Когда-то у меня был свой служебный автомобиль. Со всеми полагающимися причиндалами: колесами, рычагами, педалями, мотором. У него были кузов и пибикалка. Правда, последняя вечно заедала, и наш электрик Василич уже отчаялся ее чинить. Иных конструктивных недостатков в машине практически не наблюдалось. Разве что отсутствовало сиденье водителя. Даже – место, где можно было бы его установить. Ездить приходилось стоя. Но стоя – больше обзор. А это – плюс.
Я мог укатить на своей машине, когда захочу. И куда угодно. Даже, извиняюсь, в туалет. Потому что от кнопок и заслонок автоклава, что мне вменялось то и дело нажимать, он был неблизко. Я как-то пробовал сосчитать до него число шагов в своих гремучих ботинках. Но сбился. Потому что – споткнулся о торчащие из земли штыри. Они то и дело выпрастывались из старых бетонных плит, кинутых начальством много лет назад нам под ноги.

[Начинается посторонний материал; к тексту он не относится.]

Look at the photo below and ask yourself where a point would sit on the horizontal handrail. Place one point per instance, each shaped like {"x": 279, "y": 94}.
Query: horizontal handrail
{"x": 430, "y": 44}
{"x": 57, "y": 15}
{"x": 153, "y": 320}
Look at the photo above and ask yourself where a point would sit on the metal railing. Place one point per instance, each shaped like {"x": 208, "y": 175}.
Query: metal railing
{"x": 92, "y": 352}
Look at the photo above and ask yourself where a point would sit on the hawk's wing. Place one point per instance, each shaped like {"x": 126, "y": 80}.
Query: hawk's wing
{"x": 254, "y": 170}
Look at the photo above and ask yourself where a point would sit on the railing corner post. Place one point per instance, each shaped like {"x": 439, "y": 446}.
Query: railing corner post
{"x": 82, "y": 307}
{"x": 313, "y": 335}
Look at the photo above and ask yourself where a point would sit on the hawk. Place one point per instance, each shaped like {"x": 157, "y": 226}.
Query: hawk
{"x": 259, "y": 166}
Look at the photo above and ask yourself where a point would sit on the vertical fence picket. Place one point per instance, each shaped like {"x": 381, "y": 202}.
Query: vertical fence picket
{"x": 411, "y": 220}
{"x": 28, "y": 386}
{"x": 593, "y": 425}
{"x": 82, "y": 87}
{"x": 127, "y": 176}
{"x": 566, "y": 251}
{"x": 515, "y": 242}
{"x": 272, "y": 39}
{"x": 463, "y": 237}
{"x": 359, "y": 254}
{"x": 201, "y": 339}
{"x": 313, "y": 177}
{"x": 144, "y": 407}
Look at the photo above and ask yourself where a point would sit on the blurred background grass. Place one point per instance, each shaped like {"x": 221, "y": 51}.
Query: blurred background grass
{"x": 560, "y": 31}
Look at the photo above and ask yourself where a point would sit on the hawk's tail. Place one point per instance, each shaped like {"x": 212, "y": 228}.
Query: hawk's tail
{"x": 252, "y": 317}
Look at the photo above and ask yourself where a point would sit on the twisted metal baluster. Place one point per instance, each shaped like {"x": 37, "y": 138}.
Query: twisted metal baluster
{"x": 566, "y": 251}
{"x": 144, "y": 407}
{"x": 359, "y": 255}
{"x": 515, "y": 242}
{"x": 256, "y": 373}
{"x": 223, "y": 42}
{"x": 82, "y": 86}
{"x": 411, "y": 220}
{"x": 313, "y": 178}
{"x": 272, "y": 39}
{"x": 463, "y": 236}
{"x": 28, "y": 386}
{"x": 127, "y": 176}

В итоге на работе постоянно приходилось разъезжать. Я не расставался со своим служебным авто даже в грузовом лифте. Протискивался прям на нем в кабину и, не слезая, жал кнопку вверх или вниз. Спускался (или поднимался), выруливал, почти не задевая бортами поломанные решетки лифта, и продолжал стукотать колесами по своим делам.
Да и не сказать, что дела были ахти какие важные. Так – рутина: мешки с корундом, шамотом и песком, пресс-формы, мусор, спирт. Последний, правда, в потрясающих воображение моего кореша Вована и глухонемого обрубщика Санька 200-литровых бочках. Подчас втроем нам приходилось крепко тужиться над этой хмельной тушей, пытаясь сбороть ее в кузов моего авто. Чтобы – целехоньким довезти, куда предписано, и обеспечить техпроцесс.
Вован с Саньком во время погрузки бодро и на все лады сопели, явно рассчитывая на снисхождение к своим заслугам бдительной и неприступной Раечки. Тщетно. Целостность ЦедваАшпятьОАш была возложена начальством на ее хрупкие плечи. И они, эти плечи, надо сказать, с главной ответственностью справлялись.
Кортеж с VIP-грузом следовал по заводской территории на заранее согласованной скорости и в раз и навсегда установленной последовательности: я – медленно-медленно на своем авто, груженном запрещенным мужицким лакомством; Вован – семеня сзади и мечтательно поглаживая девственные металлические бока 200-литровой пассажирки; Раечка – пешком безмолвно и строго конвоируя нашу процессию. И на почтительном расстоянии – теряющий последнюю надежду Санек со товарищи.
Чуть ли не президентские почести, обеспечиваемые кортежу в начале пути, постепенно утрачивали былую одухотворенность, которой достало бы хоть и на крестный ход с хоругвями, хоть бы и выше, – и постепенно радость созерцания святыни уступала место горечи чего-то несбывшегося, но долго таящегося в простых мужицких душах.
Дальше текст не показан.